The question of why the mass of workers did not launch a general strike against Hitler and oppose the terror was “not a psychological question,” Vandreier stressed. “It can only be explained in terms of the programme and perspectives of their leadership. Trotsky discusses these questions in the present writings with unprecedented clarity.”

In particular, the German Communist Party (KPD) of the time, deprived of its most important leaders, Rosa Luxemburg and Karl Liebknecht, proved incapable of breaking the working class from social democracy and winning it to revolution under the pressure of the strengthening Stalinist bureaucracy in the Soviet Union. In contrast, Trotsky stressed “that fascism was a question of life and death for the working class and could only be stopped by its mass mobilisation.”

On the current situation, Vandreier said that—unlike in the 1930s—the ruling class today did not have a mass fascist movement, and the working class had only just begun to engage in struggle. “The class struggle is breaking out powerfully all over the world,” he said. The Palestinian uprising should also be seen in this context. This force—the international working class—is the only social force capable of stopping fascism and a third world war, he explained.

Mehring Verlag book presentation in Frankfurt’s Haus Gallus, Sunday, 22 October 2023 (Photo: WSWS)

The audience followed Vandreier’s presentation with rapt attention and there was applause at several points.

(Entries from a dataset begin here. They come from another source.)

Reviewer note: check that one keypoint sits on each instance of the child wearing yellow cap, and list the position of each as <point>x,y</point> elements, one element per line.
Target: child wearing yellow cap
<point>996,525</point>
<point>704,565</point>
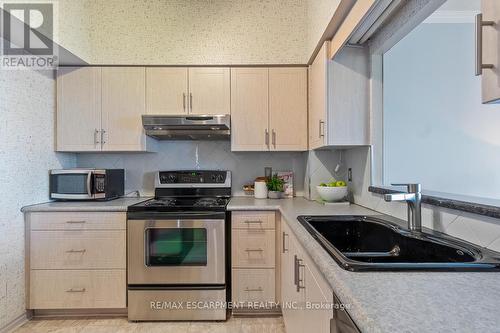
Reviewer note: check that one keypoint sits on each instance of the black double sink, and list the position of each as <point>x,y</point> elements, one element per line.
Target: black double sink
<point>378,243</point>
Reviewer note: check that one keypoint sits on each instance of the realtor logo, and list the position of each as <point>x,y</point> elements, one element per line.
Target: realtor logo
<point>28,33</point>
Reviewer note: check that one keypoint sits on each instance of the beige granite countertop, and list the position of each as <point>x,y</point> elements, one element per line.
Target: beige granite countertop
<point>117,205</point>
<point>394,301</point>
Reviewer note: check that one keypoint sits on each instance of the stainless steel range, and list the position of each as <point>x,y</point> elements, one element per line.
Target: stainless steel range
<point>176,248</point>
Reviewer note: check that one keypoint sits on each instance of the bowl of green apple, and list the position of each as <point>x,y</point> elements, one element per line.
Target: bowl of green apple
<point>333,191</point>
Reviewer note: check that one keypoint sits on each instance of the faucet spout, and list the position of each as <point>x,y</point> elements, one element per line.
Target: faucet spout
<point>414,200</point>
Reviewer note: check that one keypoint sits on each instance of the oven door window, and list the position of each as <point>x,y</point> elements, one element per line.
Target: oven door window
<point>176,247</point>
<point>69,183</point>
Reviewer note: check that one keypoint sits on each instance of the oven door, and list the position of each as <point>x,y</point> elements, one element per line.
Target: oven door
<point>72,184</point>
<point>181,250</point>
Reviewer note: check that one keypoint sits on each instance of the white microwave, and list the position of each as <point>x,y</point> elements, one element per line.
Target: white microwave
<point>87,184</point>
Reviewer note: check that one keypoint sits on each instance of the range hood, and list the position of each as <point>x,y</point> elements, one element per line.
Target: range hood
<point>187,127</point>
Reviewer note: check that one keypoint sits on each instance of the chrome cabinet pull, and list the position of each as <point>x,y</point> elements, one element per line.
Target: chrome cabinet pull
<point>479,24</point>
<point>76,251</point>
<point>284,249</point>
<point>321,128</point>
<point>77,290</point>
<point>254,250</point>
<point>102,136</point>
<point>96,140</point>
<point>299,280</point>
<point>252,222</point>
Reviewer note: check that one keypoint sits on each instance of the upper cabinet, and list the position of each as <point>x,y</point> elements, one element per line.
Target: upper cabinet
<point>123,104</point>
<point>182,90</point>
<point>209,91</point>
<point>166,90</point>
<point>488,63</point>
<point>269,109</point>
<point>318,98</point>
<point>288,108</point>
<point>99,109</point>
<point>78,109</point>
<point>250,109</point>
<point>339,98</point>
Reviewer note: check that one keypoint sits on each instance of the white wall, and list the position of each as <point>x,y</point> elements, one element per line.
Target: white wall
<point>27,107</point>
<point>173,155</point>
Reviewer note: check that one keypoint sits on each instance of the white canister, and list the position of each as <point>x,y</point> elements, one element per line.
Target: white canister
<point>260,189</point>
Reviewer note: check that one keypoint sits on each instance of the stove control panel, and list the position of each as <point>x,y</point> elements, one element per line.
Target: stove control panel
<point>192,177</point>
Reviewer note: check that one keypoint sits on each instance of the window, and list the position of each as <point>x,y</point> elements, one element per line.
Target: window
<point>436,131</point>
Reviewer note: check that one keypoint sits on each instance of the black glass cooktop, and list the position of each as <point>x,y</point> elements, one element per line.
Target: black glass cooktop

Many participants, including a group of students from Frankfurt’s Goethe University, were enthusiastic about what he had to say.

Dietmar Gaisenkersting, SGP regional chair of North Rhine-Westphalia, who moderated the meeting, concluded by explaining the significance of the new Trotsky publication, describing several texts newly included in it. These were, for example, the article “Against National Communism” (1931), in which Trotsky drew lessons from the nationalist adaptation of the KPD to the Nazi referendum against the Social-Democratic Prussian state government. Or his article “Nation and World Economy” (1934, first translated into German in its entirety), which proves how the imperialists’ drive to war is linked to their drive for autarky. All these articles, Gaisenkersting said, were, like the entire book, of the highest contemporary relevance.

Gaisenkersting called on the participants to order the book together with the two new Mehring publications, Trotsky’s Whither France? and his monumental History of the Russian Revolution, at a special price.